Equity Award Non-Competes: Identifying the Right Entity

Weil’s Glenn West, whose blog we frequently share on DealLawyers.com, recently posted an important reminder for this audience coming from a recent Delaware Court of Chancery decision, Frontline Technologies Parent LLC v. Murphy (Del. Ch. Aug.23, 2023). Here’s an excerpt from the blog:

Frontline involved a dispute over the effect of a non-competition agreement contained in Equity Incentive Grant Agreements entered into between a parent entity, fund entities of the parent’s private equity owners, and employees of an operating subsidiary of that parent entity. Through the Equity Incentive Grant Agreements the employees received equity units in the parent, and in exchange agreed to certain non-competition covenants. But the operating subsidiary employer was not a party to the Equity Incentive Grant Agreements and the non-competition provision only prohibited the operating subsidiary’s employees from going to work for a competitor of the parent. […] The employees terminated their employment with the operating subsidiary and went to work for what was alleged to be a direct competitor of the operating subsidiary.

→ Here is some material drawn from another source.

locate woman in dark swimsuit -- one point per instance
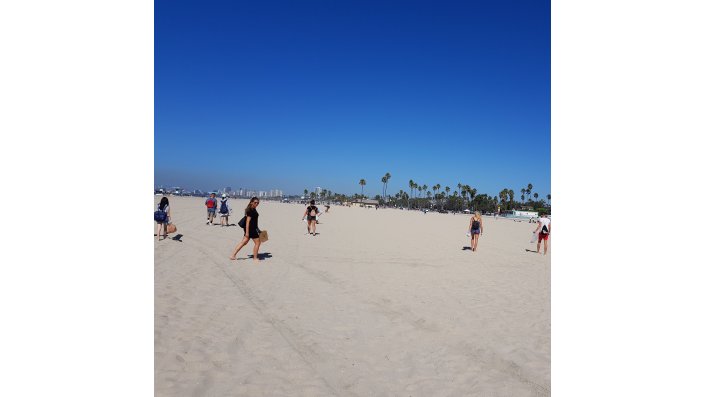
(476, 230)
(251, 230)
(310, 216)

Vice Chancellor Will found that the “parent’s business was owning the operating subsidiary, not engaging in the business in which the operating subsidiary engaged.” And, concerning the plaintiff’s argument of mutual mistake:

Vice Chancellor Will acknowledged that what was intended by the non-competition agreement “was to prevent the employees from working for a competitor of its operating subsidiary.”  But what was intended and what was said were in this case two different things. According to the court, no showing was made here that the parties had reached “a specific prior understanding that differed materially from the written [equity grant] agreements” that were signed by the parties.  And simply failing to properly draft the restrictive covenant in a manner the plaintiff may have intended, to thereby support the equity grant that was given to the employee, was not, according to the court, a mutual mistake.